Mamoud "Imadinnerjacket" made a complete jackass of himself at Columbia University yesterday and will be no doubt repeat that performance at the United Nations this evening. Should Columbia have invited him? No. It's not a question of his "right to free speech" because, need I remind you, he's an Iranian, not an American. In Iran these days free speech can get you jailed, tortured and dead.
The real point is that Iran is, for all intents and purposes, at war with the United States and inviting someone leading a nation that is shipping lethal weapons into Iraq for the purpose of killing American military is a very bad idea. Nor is this about academic freedom. A speaker from the Minute Man movement to shut down the southern border against the million or so illegals who enter this country was booed off the stage at Columbia University last year.
If you know anything about the vast majority of colleges and universities, you know that political correctness, i.e., liberalism, is the order of the day on most campuses. As St. Paul said, "When I was a child, I spoke as a child. I understood as a child" and this is a pretty good description of liberalism. It is a childlike desire for "a better world" that tends to ignore the real world's nastier aspects. Conservatives want a better world, too. Sometimes the only way to get that is to seriously deter bad people from doing bad things.
Mamoud Amadinejad is a very bad person, the front man for a bunch of very bad ayatollahs running a theocracy in Iran. This is a regime that began with the hostage taking of American diplomats. The most recent hostage taking that made big news were the British seaman. An American scholar, visiting her aged mother, was jailed for several months on the trumped up charge that she was a spy until she was released. The mullahs are bad people.
Just because they hold elections in Iran, do not be fooled. No one gets to run for office without the ruling ayatollah's permission. Just because it looks like democracy, that doesn't make it so. Ask the Palestinians whose recent election ended with Hamas driving out its opposition, Fatah, at gunpoint.

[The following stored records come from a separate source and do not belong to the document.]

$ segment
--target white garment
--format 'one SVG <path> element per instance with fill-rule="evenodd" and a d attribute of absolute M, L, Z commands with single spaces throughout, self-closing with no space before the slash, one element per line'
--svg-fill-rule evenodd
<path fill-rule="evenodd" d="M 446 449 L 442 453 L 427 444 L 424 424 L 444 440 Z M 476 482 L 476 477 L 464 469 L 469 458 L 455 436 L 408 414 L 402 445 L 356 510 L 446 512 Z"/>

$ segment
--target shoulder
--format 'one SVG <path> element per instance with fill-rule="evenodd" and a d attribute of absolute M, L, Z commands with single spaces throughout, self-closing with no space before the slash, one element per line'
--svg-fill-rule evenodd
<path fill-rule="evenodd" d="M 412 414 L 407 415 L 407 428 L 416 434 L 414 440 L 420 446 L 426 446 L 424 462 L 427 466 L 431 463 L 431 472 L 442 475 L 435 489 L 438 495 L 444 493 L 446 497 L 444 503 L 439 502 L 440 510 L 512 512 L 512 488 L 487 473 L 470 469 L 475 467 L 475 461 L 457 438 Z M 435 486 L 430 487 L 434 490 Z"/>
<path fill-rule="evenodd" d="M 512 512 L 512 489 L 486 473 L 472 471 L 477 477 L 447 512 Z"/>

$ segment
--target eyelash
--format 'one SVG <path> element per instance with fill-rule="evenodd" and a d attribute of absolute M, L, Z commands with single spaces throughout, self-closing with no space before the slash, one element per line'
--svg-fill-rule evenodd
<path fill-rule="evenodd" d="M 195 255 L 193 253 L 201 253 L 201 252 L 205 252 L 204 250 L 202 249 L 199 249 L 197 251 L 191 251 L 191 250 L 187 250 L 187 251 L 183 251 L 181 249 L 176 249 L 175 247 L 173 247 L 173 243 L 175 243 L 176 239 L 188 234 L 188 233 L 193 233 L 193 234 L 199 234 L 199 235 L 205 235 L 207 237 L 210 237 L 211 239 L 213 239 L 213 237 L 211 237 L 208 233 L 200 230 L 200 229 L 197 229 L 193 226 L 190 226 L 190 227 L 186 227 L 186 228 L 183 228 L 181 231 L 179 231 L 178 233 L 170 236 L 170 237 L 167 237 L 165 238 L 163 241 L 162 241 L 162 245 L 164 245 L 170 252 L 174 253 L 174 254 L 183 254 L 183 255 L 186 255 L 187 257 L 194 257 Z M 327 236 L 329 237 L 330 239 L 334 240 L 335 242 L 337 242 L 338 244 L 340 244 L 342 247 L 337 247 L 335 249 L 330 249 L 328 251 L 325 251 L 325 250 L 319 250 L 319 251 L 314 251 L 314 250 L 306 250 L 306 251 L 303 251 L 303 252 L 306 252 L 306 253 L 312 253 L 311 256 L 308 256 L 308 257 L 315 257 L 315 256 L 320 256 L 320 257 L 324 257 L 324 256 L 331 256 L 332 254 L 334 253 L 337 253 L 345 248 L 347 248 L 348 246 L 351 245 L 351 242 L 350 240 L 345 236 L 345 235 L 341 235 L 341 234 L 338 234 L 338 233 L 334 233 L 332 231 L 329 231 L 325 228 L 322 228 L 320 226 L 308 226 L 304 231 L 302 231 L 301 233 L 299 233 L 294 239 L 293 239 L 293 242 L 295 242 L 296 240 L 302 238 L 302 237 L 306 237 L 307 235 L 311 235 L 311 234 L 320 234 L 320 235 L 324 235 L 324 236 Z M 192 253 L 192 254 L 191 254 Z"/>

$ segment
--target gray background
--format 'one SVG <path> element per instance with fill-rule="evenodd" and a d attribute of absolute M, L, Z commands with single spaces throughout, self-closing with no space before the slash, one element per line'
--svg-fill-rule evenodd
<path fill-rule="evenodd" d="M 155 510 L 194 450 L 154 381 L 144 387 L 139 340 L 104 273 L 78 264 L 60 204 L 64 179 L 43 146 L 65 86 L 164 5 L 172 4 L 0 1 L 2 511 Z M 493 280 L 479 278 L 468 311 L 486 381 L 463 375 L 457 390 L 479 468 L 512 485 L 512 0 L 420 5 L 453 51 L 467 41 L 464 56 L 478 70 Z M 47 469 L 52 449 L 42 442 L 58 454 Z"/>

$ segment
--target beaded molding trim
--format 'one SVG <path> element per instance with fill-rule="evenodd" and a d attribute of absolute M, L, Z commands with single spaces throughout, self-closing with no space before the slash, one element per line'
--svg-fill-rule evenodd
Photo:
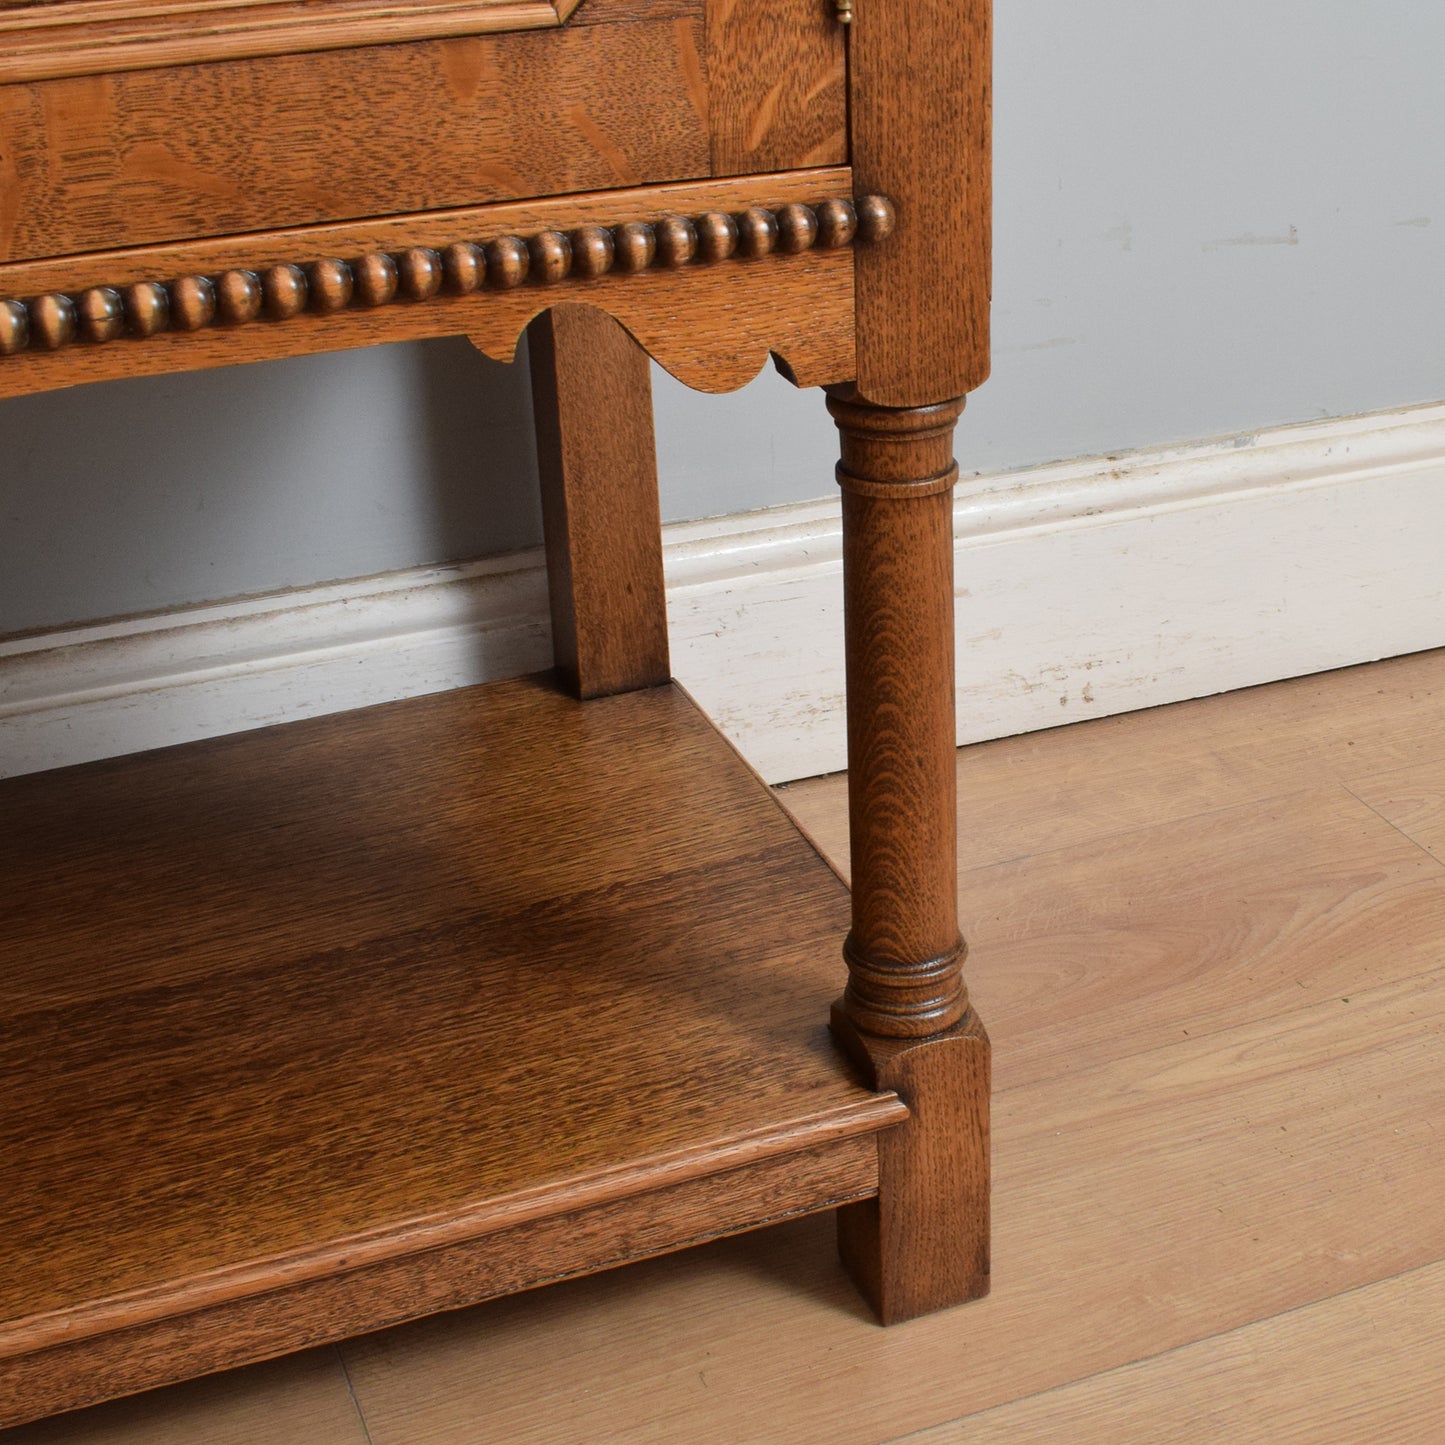
<path fill-rule="evenodd" d="M 737 215 L 709 211 L 692 219 L 664 216 L 656 222 L 540 231 L 525 238 L 497 236 L 484 243 L 454 241 L 441 251 L 411 246 L 373 251 L 354 261 L 288 262 L 259 272 L 92 286 L 74 295 L 53 291 L 30 301 L 0 300 L 0 356 L 56 351 L 76 341 L 287 321 L 307 310 L 329 314 L 398 300 L 429 301 L 442 294 L 468 296 L 487 287 L 551 286 L 569 276 L 591 280 L 609 271 L 635 274 L 733 256 L 755 260 L 815 247 L 838 250 L 855 239 L 883 240 L 893 222 L 886 197 L 861 196 L 816 206 L 793 203 L 776 211 L 753 206 Z"/>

It's anyone's guess when anything resembling real democracy shows up in Iraq. Until then, it's likely to remain a bloody place where guns decide issues, not votes. Why the Bush administration even thought they could conjure up a constitution in a few weeks, an election in another few weeks, and call it democracy defies a rational answer.
Finally, the other reason why Amadinejad should not have been invited was for the propaganda value it had back home in Iran and throughout the Middle East. Just because the president of the university called him a petty, cruel dictator does not change anything so far as the message his appearance sent to those who do not like us, nor was that likely to have been reported anywhere but in the press of free nations or that of Gulf states that have no love for Iran.